The Migraine Physical Function Impact Diary (MPFID) was assessed in the STRIVE study. As measured by the MPFID, the numerical differences in the domain scores observed were in favor of erenumab 140 versus 70 mg for the impact on everyday activities (MPFID-EA) and physical impairment (MPFID-PI) (Table 8). Again, however, the Phase 2 EM study in the Japanese population showed that the mean change in MPFID was similar between erenumab 70 and 140 mg.
A post-hoc analysis of the STRIVE study showed that over Months 4–6 there were numerically greater improvements with erenumab 140 mg than 70 mg across all patient-reported outcomes (PROs) as assessed by modified Migraine Disability Assessment (mMIDAS), headache impact test (HIT-6™), and migraine-specific quality-of-life questionnaire (MSQ; Table 8). These PRO measures show the benefit of erenumab treatment in reducing migraine burden and improving quality-of-life. Furthermore, a recent post-hoc analysis of the STRIVE study in subgroups of EM participants with severe functional impairment at baseline (HIT-6™ total score ≥60 subgroup or monthly mMIDAS total score ≥7 subgroup) showed greater improvements in the HIT-6™ total scores and mMIDAS total scores with erenumab (70 and 140 mg) treatment versus placebo over 4 to 6 months; and these improvements were similar across the two erenumab doses within each subgroup (Table 8). An exploratory analysis of data from the regulatory Phase 2 CM study showed improvements with the two erenumab doses (70 and 140 mg) across a broad range of PRO measures (HIT-6™, migraine disability assessment questionnaire [MIDAS], patient-reported outcomes measurement information system, and MSQ). Moreover, an exploratory analysis of the Phase 2 pivotal CM study was performed to contextualize actual treatment benefits in participants achieving ≥50%, ≥75%, and 100% response thresholds or not, by assessing HIT-6™ and MIDAS total scores. The mean change in HIT-6™ and MIDAS total scores from baseline at Month 3 was numerically greater with erenumab 140 mg than 70 mg across the spectrum of response threshold (Table 8).

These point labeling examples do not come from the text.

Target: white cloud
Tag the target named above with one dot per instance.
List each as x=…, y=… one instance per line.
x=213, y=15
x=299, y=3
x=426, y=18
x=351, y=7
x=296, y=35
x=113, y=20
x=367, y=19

Overall, although improvement was observed for the two erenumab doses across a range of different domains of PROs evaluated in erenumab clinical studies, the results for erenumab 140 mg tended to show a numerical benefit. These outcomes assess important additional aspects of the disease state and provide complementary information in the evaluation of erenumab, including the comparative effects of each dose, for migraine prevention.